History

United Kingdom
- Name: Erica
- Namesake: Erica
- Ordered: 19 Sep 1939
- Builder: Harland and Wolff, Belfast, Northern Ireland
- Laid down: 22 Feb 1940
- Launched: 18 Jun 1940
- Commissioned: 9 Aug 1940
- Identification: Pennant number: K50
- Fate: Sunk by mine, 9 Feb 1943

General characteristics
- Class & type: Flower-class corvette
- Displacement: 925 long tons
- Length: 205 ft (62 m) o/a
- Beam: 33 ft (10 m)
- Draught: 11 ft 6 in (3.51 m)
- Propulsion: 1 × 4-cycle triple-expansion reciprocating steam engine; 2 × fire tube Scotch boilers; Single shaft; 2,750 ihp (2,050 kW);
- Speed: 16 kn (30 km/h)
- Range: 3,500 nmi (6,500 km) at 12 kn (22 km/h)
- Complement: 85
- Sensors & processing systems: 1 × SW1C or 2C radar; 1 × Type 123A or Type 127DV sonar;
- Armament: 1 × BL 4-inch (101.6 mm) Mk.IX gun; 2 × Vickers .50 cal machine gun (twin); 2 × Lewis .303 cal machine gun (twin); 2 × Mk.II Depth charge throwers; 2 × Depth charge rails with 40 depth charges;

= HMS Erica =

Flower-class corvette

HMS Erica was a that served in the Royal Navy and was built by Harland and Wolff in 1941. She was named after Erica. Commissioned in 1940 and sunk by a mine on 9 February 1943.

==Design and description==
In early 1939, with the risk of war with Nazi Germany increasing, it was clear to the Royal Navy that it needed more escort ships to counter the threat from Kriegsmarine U-boats. One particular concern was the need to protect shipping off the east coast of Britain. What was needed was something larger and faster than trawlers, but still cheap enough to be built in large numbers, preferably at small merchant shipyards, as larger yards were already busy. To meet this requirement, the Smiths Dock Company of Middlesbrough, a specialist in the design and build of fishing vessels, offered a development of its 700-ton, 16 knot whale catcher Southern Pride. They were intended as small convoy escort ships that could be produced quickly and cheaply in large numbers. Despite naval planners' intentions that they be deployed for coastal convoys, their long range meant that they became the mainstay of Mid-Ocean Escort Force convoy protection during the first half of the war. The original Flowers had the standard RN layout, consisting of a raised forecastle, a well deck, then the bridge or wheelhouse, and a continuous deck running aft. The crew quarters were in the foc'sle while the galley was at the rear, making for poor messing arrangements.

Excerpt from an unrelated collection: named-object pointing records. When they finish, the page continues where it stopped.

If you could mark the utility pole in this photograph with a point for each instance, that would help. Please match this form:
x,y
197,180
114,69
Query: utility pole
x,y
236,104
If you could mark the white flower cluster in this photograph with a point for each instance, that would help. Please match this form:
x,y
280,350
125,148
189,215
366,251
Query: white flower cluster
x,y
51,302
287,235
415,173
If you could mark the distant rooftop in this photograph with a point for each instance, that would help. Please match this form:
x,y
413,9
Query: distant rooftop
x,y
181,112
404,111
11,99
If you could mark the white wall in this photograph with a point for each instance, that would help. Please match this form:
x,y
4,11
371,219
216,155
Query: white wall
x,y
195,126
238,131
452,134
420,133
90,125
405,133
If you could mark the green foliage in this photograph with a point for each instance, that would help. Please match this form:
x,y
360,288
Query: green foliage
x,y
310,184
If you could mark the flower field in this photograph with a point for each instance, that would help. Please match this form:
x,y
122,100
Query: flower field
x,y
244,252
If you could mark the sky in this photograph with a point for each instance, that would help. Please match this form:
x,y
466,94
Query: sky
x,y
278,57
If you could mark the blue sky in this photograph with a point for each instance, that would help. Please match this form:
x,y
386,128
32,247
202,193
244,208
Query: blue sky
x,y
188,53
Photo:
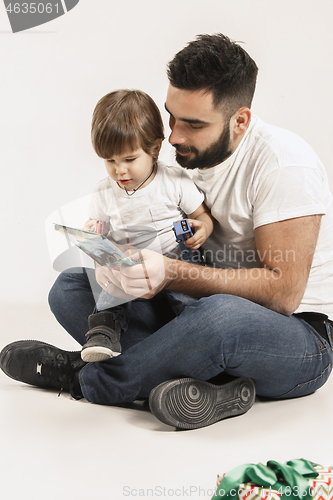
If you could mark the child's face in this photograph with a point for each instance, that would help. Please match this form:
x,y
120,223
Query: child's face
x,y
130,169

The modified Flowers saw the forecastle extended aft past the bridge to the aft end of the funnel, a variation known as the "long forecastle" design. Apart from providing a very useful space where the whole crew could gather out of the weather, the added weight improved the ships' stability and speed and was retroactively applied to a number of the original Flower-class vessels during the mid and latter years of the war.

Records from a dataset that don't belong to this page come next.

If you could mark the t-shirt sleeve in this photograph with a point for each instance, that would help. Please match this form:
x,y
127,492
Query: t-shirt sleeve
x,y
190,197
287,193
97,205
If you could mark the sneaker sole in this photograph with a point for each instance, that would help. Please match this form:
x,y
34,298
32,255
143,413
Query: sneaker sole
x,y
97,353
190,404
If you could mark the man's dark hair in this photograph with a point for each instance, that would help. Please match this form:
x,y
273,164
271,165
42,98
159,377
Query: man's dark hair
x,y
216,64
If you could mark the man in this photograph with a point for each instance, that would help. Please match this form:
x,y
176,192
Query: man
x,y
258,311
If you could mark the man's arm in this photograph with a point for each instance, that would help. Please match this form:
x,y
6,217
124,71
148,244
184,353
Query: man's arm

==Construction and career==
Erica was laid down by Harland and Wolff at their shipyard at Belfast, on 22 February 1940 and launched on 18 June 1940. She was commissioned on 9 August 1940.

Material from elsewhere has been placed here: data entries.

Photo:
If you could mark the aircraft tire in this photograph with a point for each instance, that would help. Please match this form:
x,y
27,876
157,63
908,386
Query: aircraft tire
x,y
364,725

On 9 February 1943 a convoy of five empty merchant ships sailed from Benghazi at 0200 hours for Tobruk and Alexandria under escort by the corvette HMS Erica, the armed trawlers HMS Burra and HMSAS Southern Maid and two M.Ls. At 1550 hours, in position 32°48'5 N, 21°06E, off Derna, Libya, HMS Erica, who was investigating an A/S contact, struck a mine and sank. It was at first thought to have been a torpedo but ML's from Tobruk and Benghazi carried out an A/S search of the area but without result, and from subsequent investigation it is evident that she struck a mine in a field laid by HMS Rorqual some time ago. HMSAS Southern Maid picked up all officers and seventy-one ratings. Casualties were one rating missing and another who died of wounds.